Sections 140 and 142 ITEPA 2003 and Regulation 4 of The Income Tax (Car Benefits) (Reduction of Value of Appropriate Percentage) Regulations 2001, SI 2001 No. 1123, as amended

This page relates to step 5 of the method statement in Section 121(1) ITEPA 2003, see EIM23101.

Electric cars are cars that are propelled solely by electricity, normally by way of a battery.

Electric cars are shown as type E on the form P46(Car), the form that employers use to notify HMRC when cars are made available or changed, see EP2431.

Reduction in appropriate percentage

Until 2010/11, primary legislation set the appropriate percentage for type E cars at 15% (see EIM23415). Secondary legislation then reduced this by 6%, giving a net charge in practice of 9%.

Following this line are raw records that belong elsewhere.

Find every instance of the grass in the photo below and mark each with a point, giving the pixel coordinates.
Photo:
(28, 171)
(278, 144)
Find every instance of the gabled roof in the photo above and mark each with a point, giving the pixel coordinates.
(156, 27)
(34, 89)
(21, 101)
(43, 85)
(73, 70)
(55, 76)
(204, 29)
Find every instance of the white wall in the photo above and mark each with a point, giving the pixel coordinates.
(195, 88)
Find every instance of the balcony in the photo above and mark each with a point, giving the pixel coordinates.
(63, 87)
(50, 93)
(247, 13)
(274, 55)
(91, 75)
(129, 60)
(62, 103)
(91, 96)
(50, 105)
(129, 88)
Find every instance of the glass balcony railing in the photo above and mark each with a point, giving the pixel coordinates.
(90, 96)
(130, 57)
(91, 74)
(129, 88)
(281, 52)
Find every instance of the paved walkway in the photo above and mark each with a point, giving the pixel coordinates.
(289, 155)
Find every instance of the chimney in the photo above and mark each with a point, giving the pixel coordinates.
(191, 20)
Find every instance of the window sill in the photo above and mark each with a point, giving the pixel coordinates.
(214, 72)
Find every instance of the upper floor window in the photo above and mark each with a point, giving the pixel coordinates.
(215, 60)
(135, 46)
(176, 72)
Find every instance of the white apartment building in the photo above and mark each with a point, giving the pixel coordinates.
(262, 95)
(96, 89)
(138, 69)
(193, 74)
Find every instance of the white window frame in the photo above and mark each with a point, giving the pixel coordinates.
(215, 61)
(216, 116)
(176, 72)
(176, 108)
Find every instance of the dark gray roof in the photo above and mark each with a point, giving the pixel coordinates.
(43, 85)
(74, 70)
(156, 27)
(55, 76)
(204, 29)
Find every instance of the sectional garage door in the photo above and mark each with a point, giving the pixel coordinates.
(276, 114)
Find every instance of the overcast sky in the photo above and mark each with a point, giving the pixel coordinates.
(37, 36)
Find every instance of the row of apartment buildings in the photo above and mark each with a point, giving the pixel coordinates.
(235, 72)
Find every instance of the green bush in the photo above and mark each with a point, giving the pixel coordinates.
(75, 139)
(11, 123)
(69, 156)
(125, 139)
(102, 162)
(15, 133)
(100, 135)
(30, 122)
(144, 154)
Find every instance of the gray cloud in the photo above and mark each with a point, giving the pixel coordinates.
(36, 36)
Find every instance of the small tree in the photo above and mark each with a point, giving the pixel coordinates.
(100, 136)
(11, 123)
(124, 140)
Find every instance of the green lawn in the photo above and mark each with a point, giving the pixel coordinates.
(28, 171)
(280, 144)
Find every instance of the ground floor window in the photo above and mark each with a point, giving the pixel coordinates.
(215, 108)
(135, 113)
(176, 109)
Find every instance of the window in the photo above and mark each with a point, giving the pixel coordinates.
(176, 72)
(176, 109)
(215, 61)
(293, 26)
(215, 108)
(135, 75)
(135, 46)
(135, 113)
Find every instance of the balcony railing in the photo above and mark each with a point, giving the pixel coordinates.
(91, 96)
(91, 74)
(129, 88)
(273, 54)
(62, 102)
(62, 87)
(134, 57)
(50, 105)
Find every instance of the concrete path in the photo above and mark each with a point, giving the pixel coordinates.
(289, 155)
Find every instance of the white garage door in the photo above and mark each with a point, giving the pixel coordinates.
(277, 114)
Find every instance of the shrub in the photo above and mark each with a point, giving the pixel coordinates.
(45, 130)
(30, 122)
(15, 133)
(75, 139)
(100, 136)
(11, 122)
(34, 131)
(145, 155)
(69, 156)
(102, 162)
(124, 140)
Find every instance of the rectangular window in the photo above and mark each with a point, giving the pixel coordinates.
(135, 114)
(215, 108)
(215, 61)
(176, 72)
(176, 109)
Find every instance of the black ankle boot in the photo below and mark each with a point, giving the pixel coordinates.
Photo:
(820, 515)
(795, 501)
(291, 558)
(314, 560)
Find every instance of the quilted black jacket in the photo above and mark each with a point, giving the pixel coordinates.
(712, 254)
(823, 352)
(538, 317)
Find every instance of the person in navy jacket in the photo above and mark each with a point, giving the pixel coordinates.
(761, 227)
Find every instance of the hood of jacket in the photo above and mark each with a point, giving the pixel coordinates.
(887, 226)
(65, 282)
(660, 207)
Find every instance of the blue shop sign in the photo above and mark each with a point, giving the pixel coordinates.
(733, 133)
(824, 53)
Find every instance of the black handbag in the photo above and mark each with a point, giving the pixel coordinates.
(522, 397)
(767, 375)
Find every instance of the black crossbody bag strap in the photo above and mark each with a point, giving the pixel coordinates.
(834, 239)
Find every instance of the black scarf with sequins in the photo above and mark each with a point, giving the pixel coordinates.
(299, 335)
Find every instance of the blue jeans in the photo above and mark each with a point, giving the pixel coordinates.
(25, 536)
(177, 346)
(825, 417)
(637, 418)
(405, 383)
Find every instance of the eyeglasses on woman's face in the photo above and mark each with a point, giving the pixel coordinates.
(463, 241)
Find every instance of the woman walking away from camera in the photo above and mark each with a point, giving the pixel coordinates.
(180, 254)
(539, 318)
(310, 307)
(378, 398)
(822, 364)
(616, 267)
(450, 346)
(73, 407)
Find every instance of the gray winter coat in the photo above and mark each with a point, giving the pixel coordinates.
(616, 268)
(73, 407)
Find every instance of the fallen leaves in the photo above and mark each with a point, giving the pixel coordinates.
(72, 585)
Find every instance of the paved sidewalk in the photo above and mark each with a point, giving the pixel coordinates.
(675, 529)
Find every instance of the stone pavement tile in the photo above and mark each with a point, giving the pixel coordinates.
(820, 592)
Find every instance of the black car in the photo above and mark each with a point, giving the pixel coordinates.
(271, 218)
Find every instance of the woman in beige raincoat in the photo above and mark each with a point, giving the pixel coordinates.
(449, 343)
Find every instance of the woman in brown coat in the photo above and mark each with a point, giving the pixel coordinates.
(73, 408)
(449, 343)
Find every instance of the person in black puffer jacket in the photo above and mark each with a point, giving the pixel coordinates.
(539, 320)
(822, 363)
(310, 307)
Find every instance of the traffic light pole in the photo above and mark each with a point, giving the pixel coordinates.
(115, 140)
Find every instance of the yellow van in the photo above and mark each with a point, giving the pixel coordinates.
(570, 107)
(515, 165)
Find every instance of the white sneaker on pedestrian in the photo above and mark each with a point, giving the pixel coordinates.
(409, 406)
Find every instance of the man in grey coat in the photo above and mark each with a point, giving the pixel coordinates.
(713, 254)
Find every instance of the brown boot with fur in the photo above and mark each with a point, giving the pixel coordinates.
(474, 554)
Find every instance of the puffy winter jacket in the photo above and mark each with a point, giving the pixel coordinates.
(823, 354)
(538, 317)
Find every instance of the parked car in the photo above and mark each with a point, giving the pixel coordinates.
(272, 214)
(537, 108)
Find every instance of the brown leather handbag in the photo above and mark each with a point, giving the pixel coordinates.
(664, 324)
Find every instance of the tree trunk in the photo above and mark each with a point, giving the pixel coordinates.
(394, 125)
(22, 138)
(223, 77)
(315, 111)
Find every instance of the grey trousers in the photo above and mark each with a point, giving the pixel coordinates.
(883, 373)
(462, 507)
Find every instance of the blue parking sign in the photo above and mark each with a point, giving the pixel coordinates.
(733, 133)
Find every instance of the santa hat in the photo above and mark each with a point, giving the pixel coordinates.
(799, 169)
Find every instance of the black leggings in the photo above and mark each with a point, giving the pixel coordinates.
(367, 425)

From 2011/12, the legislation is simplified to set the same 9% rate in one stage rather than two. The rate set by primary is reduced to 9% and the secondary legislation repealed.

Example

The price of a car for tax purposes is £13,000. The appropriate percentage is 9% (for years to 2010/11, 15% - 6% = 9%). So the basic car benefit charge is £1,170 (£13,000 x 9% = £1,170).

Cars first registered before 1 January 1998

No electric-only cars were registered in that period.

Application to qualifying low emissions cars (QUALECs)

Type E cars are excluded from the definition of QUALECs (EIM23402), so the above applies to all type E cars.